A doctor’s duty extends beyond the mere establishment of a doctor-patient relationship. The exact nature of the doctor’s duty depends on the factual circumstances as well as on the doctor’s training and degree of specialization. Your doctor might have had a duty to use the differential diagnosis method, for example.
Element #2: Breach of Duty
A serious error might constitute a breach of the doctor’s duty as a medical professional – in other words, medical negligence. Not all medical errors amount to medical negligence, however. The legal system permits doctors to make human errors without liability. You might need a medical expert witness to testify to whether a given medical error amounted to medical malpractice. That the defense can call its own expert witnesses, leaving it to the jury to decide the issue.
Failure to Use the Differential Diagnosis Method
Different conditions often produce similar symptoms. Covid-19, for example, often produces flu-like symptoms. Doctors generally use the differential diagnosis method to arrive at the correct diagnosis.
Using the differential diagnosis method, the doctor will generate a list of conditions that might be responsible for your symptoms. The doctor will then test all candidates to eliminate incorrect diagnoses. Ideally, only one candidate will remain, and that will be the correct diagnosis.
If your doctor failed to use the differential diagnosis method or performed it incorrectly, they might have committed medical negligence.
Your misdiagnosis might have occurred because your doctor relied upon faulty laboratory test results. In this case, the lab technician, rather than your doctor, might have been the negligent party.
Faulty Medical Equipment
Another possible reason for your misdiagnosis is defective medical equipment. Perhaps the X-ray machine malfunctioned, for example. You might need to sue the medical device manufacturer in a product liability lawsuit instead of filing a medical malpractice claim against your doctor.
Element #3: Damages
To win a medical malpractice claim, you must prove that you suffered damages (harm). You must suffer physical harm. Experiencing emotional distress due to a false cancer diagnosis is not enough to support a medical malpractice claim, although it might be enough to support a claim for “negligent infliction of emotional distress.”
Sometimes, however, misdiagnosis can cause great harm by delaying the diagnosis of the real illness as it grows ever more serious. You might even die from a misdiagnosis. If a patient with a personal injury claim dies from medical negligence, the deceased patient’s estate executor can file a wrongful death claim.
Element #4: Causation
No matter how much harm you suffered and how negligent your doctor may have been, you cannot win a medical malpractice claim unless your doctor’s negligence actually caused the harm you suffered. The harm you suffered must be closely related to your doctor’s negligence.

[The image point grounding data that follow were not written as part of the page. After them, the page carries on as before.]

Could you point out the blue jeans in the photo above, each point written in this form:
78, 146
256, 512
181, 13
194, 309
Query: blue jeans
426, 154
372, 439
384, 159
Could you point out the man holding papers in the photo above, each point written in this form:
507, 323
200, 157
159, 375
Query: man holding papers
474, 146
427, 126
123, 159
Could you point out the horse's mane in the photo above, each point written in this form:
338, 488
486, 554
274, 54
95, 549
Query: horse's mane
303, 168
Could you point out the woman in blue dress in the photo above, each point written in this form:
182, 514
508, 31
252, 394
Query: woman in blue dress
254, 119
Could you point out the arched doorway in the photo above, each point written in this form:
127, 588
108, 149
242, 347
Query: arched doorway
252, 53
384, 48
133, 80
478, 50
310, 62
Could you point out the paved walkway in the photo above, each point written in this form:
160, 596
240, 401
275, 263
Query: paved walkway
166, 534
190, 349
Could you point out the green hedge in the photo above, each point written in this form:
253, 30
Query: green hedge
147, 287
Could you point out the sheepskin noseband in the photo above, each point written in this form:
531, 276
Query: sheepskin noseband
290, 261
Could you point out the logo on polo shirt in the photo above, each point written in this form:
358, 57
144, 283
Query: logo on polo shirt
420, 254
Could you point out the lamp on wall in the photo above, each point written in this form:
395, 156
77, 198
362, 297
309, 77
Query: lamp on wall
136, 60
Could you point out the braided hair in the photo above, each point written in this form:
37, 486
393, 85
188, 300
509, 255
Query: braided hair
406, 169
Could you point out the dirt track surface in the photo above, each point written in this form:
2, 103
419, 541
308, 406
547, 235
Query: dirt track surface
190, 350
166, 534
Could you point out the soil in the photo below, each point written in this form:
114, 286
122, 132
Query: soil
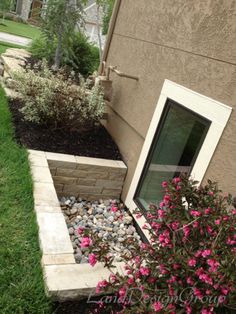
94, 143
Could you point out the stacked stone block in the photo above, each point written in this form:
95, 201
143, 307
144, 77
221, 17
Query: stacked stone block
88, 178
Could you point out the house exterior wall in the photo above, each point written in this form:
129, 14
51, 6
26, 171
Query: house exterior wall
192, 43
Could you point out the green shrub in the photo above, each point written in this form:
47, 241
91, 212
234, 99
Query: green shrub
41, 49
13, 17
50, 99
79, 55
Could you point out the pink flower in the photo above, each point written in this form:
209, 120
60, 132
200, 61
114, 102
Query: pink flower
164, 238
151, 279
176, 180
122, 292
186, 230
195, 213
175, 225
217, 221
113, 278
162, 269
162, 204
190, 281
176, 266
206, 278
80, 230
214, 265
164, 184
130, 281
166, 198
155, 225
144, 271
209, 229
207, 211
197, 293
224, 291
230, 241
207, 311
137, 259
199, 271
157, 306
86, 242
206, 253
144, 246
100, 285
92, 259
192, 262
114, 209
161, 213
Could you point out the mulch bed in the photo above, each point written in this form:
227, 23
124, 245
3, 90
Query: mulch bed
94, 143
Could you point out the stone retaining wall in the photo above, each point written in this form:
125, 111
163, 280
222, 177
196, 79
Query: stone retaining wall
89, 178
64, 279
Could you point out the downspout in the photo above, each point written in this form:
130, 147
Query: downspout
110, 33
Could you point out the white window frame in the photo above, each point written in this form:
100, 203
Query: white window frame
208, 108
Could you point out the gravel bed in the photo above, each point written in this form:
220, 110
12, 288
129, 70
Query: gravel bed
112, 226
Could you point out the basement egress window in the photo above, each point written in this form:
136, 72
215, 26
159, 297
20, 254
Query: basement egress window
174, 150
183, 134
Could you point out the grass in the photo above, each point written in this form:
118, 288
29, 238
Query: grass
4, 46
19, 29
21, 280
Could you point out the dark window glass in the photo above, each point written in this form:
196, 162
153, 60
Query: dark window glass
174, 150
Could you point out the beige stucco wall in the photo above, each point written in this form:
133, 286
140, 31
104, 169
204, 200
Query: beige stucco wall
192, 43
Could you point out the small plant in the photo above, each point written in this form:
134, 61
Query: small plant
189, 264
51, 99
79, 55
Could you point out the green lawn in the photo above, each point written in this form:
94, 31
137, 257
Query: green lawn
21, 280
20, 29
4, 46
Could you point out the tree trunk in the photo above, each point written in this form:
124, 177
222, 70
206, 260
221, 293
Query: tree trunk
99, 33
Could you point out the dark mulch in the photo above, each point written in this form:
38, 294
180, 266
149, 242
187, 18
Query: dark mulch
95, 143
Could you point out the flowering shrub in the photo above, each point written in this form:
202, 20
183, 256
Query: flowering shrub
189, 264
51, 99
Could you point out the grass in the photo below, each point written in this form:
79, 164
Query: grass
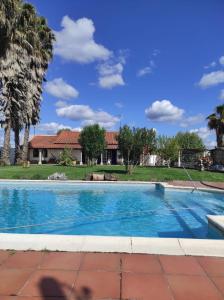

Suppose, for example, that your doctor mistakenly diagnosed you with a minor ailment when your real condition was cancer. If your cancer was already untreatable by the time your first symptoms developed, then your doctor’s misdiagnosis did not cause the harm you suffered. Without causation, you have no medical malpractice claim.
Seek Legal Advice
If you have suffered harm from a medical misdiagnosis, remember this much – you almost certainly cannot handle a medical malpractice claim on your own. You are going to need a medical malpractice lawyer. You will also probably need at least one medical expert witness. Your lawyer will be able to help you with all aspects of your case.